Chuck0 chuck at mutualaid.org
Sun Jun 1 18:55:48 PDT 2003


Yoshie Furuhashi wrote:


> Companies try to fire workers who are perceived as troublemakers, and
> those who are trying to organize unions, be they "official" or
> "unofficial," are troublemakers in their view. I recall a woman named
> Miriam Fried, a member of IWW, getting fired by Borders, when she tried
> to organize a union. I don't see the distinction that you make here.

Dense. You just don't get my point. Yeah, I've met Miriam Fried. The Borders organizing drive was when prompted me to join the IWW. The failure of the IWW to understand the importance of that drive to their union is what caused me to leave it a few years later.

What I'm getting at is that aside from big labor serving as the labor pimps for capital--in much the same way liberal social service agencies keep a lid on dissent by serving as poveryt pimps--it is stupid to organize against an employer in a way that is legible to the employer. Most unionization efforts (including ones done by so-called "radical" unions like the IWW) aim to create an officially-sanctioned union. This makes it really easy for the capitalists to simply fire the organizers. Why can't workers organize a union off the books, so to speak, where every worker is the "organizer?" Why do unions continue to pursue organizing strategies that always play into the hands of the capitalists.

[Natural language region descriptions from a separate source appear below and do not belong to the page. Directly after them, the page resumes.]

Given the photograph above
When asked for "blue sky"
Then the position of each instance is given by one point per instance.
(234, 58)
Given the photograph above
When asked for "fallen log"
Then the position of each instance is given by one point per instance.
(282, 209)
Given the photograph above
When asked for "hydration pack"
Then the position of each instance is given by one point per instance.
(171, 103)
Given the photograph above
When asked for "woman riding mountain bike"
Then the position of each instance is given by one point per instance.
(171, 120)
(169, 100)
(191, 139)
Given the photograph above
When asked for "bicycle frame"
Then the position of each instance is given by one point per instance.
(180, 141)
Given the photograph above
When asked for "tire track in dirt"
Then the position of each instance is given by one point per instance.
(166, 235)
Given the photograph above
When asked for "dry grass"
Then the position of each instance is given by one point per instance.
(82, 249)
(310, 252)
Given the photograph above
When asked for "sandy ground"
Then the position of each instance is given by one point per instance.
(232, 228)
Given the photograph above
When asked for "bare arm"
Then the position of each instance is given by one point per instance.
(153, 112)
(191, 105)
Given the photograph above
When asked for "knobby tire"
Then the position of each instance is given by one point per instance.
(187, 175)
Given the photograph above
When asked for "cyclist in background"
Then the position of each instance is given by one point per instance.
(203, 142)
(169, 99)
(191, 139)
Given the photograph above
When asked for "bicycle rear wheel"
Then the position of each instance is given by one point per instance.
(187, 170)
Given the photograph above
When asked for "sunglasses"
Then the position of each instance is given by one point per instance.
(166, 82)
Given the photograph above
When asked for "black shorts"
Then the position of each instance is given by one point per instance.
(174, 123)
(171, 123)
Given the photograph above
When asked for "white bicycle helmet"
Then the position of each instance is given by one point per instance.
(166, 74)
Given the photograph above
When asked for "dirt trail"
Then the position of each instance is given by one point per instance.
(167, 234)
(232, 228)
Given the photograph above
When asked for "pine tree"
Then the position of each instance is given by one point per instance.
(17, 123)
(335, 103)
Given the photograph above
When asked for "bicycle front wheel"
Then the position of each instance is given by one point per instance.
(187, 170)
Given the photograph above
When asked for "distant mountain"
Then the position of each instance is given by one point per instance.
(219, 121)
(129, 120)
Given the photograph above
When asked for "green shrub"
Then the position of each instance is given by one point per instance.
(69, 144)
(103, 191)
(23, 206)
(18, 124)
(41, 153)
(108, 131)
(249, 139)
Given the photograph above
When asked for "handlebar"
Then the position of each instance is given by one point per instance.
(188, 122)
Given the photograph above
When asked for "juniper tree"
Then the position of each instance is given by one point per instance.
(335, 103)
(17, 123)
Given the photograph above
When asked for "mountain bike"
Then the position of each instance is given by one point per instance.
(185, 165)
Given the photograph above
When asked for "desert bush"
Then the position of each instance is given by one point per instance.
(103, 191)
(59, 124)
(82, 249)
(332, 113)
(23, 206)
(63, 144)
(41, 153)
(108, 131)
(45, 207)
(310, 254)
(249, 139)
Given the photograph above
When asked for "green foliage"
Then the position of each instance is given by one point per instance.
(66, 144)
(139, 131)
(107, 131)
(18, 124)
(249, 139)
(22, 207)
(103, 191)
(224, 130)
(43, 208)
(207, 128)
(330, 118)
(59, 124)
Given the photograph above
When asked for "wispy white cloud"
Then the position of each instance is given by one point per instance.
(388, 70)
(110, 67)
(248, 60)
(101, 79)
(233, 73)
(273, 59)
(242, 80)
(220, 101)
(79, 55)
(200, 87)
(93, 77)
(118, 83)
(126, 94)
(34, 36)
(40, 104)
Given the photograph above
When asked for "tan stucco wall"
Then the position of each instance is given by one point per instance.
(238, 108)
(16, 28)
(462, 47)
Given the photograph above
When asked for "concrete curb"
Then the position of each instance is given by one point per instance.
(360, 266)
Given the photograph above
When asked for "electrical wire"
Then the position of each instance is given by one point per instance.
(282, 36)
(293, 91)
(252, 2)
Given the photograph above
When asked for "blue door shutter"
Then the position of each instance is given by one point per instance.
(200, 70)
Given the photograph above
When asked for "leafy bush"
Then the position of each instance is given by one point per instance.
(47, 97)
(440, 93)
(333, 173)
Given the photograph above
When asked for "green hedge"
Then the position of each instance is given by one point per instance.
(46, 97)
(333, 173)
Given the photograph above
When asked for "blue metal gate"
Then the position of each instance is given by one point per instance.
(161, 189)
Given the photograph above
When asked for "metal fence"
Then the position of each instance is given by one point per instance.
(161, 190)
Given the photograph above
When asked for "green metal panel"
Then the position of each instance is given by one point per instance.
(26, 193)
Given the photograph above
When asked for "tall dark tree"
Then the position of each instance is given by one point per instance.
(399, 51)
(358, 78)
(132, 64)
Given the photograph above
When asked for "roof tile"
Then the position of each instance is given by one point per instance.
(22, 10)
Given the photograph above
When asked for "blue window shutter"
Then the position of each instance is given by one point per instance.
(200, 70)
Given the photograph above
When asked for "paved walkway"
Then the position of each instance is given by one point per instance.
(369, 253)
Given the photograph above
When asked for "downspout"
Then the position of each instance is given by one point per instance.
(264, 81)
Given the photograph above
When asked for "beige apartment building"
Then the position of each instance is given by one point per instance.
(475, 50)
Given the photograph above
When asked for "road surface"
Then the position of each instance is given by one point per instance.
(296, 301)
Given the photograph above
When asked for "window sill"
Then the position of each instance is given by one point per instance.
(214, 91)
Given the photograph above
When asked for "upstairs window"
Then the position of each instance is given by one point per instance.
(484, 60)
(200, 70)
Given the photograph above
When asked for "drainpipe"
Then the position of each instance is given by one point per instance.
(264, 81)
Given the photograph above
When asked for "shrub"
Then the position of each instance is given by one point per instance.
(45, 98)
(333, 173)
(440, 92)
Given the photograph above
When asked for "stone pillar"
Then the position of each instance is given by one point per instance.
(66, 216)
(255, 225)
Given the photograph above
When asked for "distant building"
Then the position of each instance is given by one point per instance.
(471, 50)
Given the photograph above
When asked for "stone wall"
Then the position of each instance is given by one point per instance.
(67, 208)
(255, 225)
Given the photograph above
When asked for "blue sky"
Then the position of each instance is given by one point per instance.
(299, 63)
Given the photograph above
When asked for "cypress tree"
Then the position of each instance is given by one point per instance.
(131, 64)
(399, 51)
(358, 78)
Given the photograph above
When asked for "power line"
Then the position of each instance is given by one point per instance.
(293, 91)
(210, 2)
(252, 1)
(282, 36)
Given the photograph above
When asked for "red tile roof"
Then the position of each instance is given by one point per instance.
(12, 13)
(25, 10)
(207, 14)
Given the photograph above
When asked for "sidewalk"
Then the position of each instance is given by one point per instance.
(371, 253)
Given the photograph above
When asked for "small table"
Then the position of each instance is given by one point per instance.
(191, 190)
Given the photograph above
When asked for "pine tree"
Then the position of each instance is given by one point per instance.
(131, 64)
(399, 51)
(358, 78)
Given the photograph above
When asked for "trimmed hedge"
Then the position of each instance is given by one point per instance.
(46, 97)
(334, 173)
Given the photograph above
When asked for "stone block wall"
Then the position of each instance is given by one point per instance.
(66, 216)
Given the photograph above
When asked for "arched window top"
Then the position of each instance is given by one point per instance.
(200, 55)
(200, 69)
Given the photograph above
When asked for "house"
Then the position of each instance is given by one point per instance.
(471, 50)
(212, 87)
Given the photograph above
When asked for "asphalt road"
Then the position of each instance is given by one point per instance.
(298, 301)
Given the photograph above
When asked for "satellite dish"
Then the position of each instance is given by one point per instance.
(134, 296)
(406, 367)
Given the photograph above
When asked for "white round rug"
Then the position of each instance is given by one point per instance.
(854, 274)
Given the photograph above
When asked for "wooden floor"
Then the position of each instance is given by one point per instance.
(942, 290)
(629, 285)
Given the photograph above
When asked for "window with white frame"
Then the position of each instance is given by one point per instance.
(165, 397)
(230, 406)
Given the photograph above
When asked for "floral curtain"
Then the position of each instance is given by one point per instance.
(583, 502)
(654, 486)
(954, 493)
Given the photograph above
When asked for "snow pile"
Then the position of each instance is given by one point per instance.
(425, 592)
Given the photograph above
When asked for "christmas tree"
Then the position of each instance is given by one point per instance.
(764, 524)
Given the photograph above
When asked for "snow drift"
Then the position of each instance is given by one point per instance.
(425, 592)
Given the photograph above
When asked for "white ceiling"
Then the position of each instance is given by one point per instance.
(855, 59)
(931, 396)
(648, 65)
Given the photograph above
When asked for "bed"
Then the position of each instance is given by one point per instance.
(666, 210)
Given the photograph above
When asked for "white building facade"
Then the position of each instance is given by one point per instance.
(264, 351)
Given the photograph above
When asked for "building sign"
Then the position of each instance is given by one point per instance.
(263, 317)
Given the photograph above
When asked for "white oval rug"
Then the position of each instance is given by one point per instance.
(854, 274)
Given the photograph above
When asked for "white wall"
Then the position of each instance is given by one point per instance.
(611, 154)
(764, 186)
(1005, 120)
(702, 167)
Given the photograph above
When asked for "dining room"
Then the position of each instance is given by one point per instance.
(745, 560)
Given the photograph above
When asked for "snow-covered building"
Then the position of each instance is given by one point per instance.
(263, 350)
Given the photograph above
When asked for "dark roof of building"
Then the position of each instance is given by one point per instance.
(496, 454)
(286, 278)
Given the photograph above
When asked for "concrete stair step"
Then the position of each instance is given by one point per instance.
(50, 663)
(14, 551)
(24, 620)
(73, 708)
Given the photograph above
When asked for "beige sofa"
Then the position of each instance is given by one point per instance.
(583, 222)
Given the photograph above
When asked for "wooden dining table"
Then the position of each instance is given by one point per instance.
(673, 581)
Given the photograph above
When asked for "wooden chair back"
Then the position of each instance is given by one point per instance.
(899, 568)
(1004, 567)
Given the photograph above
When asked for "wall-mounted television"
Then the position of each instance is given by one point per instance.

Well, one answer is that the unions want an agreement with the capitalists, so they can have power. Which is why I call these unions labor pimps. If the labor union isn't engaged in an all-out war against capitalism, then isn't is just serving as a kind of social service agency for workers?

It certainly looks that way to me when I look at all of these big labor buildings around DC.


> Union democracy activists and revolutionary syndicalists work to gain
> rank-and-file power, against the union officials who are committed to
> the politics of cross-class collaboration. Really corrupt union
> officials used to hire thugs to kill them for that.

Yeah, that's what they say, even though they prefer to be blind to the methods that would give them that power. They talk a big dogmatic game, but have poor results to show for it.


> If you had clearly argued for consensus as just one way among others, no
> one would have disagreed with you here. The problem is fetishization of
> consensus, as Gar noted, not consensus itself.

Yes, but consensus is a far superior method to the others, if you are interested in practicing direct democracy and implementing an egalitarian process. Most of the arguments against consensus come from those who fetishize hierarchy, efficiency, or conflict-free meetings.


> Around here, it was all the rage among youth activists around 1999-2000.

And what happens in central Ohio can of course be generalized to the rest of the USA. So how about the other activists in your town who use consensus? Or do you ever get off campus?